Lemon Butter Scallops

This is an easy dish to cook but sure is impressive. As ya’ll know I love to eat and cook healthy but I’m not a chef. I’m messy in the kitchen, I’m slowly getting better at speedy chopping with my knife, I didn’t know if it was called a double “broiler or boiler,” I’d never heard of a mandolin, and I used to need an exact recipe from my Nana (a little bit of this and a little bit of that doesn’t cut it). My kitchen staples growing up were white flour, white sugar, and vegetable oil. Ya’ll can relate right? Yet, I somehow became passionate about nutrition and the healing powers of foods so I research, experiment, and learn how to transform my favorite foods into something good for my body!

So a few years ago for Valentine’s Day I invited professional chef, Cash White out to the ranch to help me cook a delicious dinner for Ty and me for my cooking show!

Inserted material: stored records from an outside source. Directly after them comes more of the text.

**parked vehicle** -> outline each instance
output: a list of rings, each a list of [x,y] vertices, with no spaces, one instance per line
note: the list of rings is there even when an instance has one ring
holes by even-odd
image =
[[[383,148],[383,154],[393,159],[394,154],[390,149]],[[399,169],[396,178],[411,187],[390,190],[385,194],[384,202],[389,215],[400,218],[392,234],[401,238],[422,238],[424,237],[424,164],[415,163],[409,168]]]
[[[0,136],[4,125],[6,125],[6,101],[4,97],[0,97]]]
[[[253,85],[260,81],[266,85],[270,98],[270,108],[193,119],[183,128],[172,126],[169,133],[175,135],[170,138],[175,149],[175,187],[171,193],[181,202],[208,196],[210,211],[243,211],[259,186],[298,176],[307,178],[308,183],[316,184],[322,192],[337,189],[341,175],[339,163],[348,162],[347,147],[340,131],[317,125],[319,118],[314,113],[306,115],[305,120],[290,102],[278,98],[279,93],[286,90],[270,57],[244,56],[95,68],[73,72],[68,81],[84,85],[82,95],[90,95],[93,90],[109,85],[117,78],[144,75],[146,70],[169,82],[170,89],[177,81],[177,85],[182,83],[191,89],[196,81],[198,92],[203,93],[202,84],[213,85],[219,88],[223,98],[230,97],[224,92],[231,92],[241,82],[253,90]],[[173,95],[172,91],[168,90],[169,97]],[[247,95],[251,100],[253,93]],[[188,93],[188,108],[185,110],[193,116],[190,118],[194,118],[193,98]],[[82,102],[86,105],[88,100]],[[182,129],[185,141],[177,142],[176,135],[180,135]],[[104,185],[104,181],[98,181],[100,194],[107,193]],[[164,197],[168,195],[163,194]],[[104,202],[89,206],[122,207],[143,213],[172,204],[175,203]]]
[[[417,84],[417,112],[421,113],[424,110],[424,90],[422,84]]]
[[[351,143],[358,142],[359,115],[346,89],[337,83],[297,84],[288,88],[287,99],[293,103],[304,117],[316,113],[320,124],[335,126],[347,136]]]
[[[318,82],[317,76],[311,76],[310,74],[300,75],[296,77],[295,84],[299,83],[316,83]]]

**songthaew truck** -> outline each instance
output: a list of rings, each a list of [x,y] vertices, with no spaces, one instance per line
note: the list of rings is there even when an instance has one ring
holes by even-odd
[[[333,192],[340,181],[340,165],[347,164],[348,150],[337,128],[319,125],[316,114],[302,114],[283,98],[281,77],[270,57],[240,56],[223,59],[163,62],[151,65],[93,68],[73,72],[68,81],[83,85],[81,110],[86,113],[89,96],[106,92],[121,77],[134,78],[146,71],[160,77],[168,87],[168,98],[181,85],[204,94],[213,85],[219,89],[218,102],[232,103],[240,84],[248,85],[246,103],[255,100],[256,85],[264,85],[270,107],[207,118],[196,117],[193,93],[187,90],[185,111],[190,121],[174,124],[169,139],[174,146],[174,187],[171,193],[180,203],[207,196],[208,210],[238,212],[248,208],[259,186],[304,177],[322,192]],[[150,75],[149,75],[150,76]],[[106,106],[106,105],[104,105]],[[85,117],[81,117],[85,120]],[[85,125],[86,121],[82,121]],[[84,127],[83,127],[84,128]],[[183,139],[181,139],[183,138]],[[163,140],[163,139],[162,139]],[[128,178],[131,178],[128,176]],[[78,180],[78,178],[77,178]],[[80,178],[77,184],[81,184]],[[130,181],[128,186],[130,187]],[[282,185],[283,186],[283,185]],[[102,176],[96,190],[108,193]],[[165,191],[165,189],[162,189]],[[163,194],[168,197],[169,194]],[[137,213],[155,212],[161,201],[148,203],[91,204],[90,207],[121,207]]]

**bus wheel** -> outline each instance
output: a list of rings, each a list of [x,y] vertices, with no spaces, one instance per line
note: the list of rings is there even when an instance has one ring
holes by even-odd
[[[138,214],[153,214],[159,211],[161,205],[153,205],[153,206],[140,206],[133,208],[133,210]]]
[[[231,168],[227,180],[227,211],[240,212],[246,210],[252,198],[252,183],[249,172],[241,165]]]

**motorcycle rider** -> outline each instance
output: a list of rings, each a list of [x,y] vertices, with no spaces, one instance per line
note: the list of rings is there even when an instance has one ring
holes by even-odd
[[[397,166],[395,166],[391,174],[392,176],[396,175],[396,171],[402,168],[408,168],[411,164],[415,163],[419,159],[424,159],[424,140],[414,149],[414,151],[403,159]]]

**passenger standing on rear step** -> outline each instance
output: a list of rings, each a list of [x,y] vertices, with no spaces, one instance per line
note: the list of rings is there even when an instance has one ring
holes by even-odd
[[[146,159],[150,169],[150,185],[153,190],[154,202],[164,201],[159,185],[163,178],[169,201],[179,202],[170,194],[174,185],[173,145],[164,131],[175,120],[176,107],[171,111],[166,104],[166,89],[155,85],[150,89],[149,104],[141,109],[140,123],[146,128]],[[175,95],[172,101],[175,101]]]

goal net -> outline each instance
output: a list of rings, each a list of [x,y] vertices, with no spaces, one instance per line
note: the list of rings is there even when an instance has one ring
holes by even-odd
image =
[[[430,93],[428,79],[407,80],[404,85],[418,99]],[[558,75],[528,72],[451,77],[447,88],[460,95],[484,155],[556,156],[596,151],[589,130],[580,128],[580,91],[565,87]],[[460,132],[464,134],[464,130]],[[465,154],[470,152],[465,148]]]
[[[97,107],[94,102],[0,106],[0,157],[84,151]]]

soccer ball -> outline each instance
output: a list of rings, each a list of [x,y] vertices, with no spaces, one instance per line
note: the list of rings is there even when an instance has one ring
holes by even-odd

I welcomed him with open arms and went to sleep that night feeling so thankful I was able to learn so many new recipes and tricks in the kitchen. Oh I forgot to mention, I had also never cooked a scallop….until now… Woot Woot! Ty said they were the best he’d ever tasted.

Cash, Ty said you’re invited back to the ranch anytime… He likes the cook I am becoming! This is how nature intended for us to eat! 

Lemon Butter Scallops

Recipe by Paige MurrayCourse: Main, AppetizerCuisine: American, SeafoodDifficulty: Easy
Servings

2

servings
Prep time

5

minutes
Cooking time

10

minutes

Ingredients

  • 6 u-10 scallops

  • 3 tablespoons unsalted butter

  • 1 tablespoon extra virgin olive oil

  • ¼ cup dry white wine

  • ½ tablespoon kosher salt

  • ½ tablespoon fresh cracked black pepper

  • 1/8 cup fresh minced garlic

  • ¼ cup fresh squeezed lemon juice

  • 4 fresh thyme sprigs, chopped

Directions

  • Melt 2 T butter in sautee pan until bubbling, add a splash of olive oil
  • Add garlic and cook until fragrant, about one minute. Don’t let it burn.
  • Dry scallops and season with salt and pepper
  • Place scallops in pan and cook until good sear is reached (about 2 minutes)
  • Flip scallops and add white wine and thyme
  • Cook until wine is reduced by ½
  • Remove from heat and add lemon juice and 1 tablespoon of butter to thicken.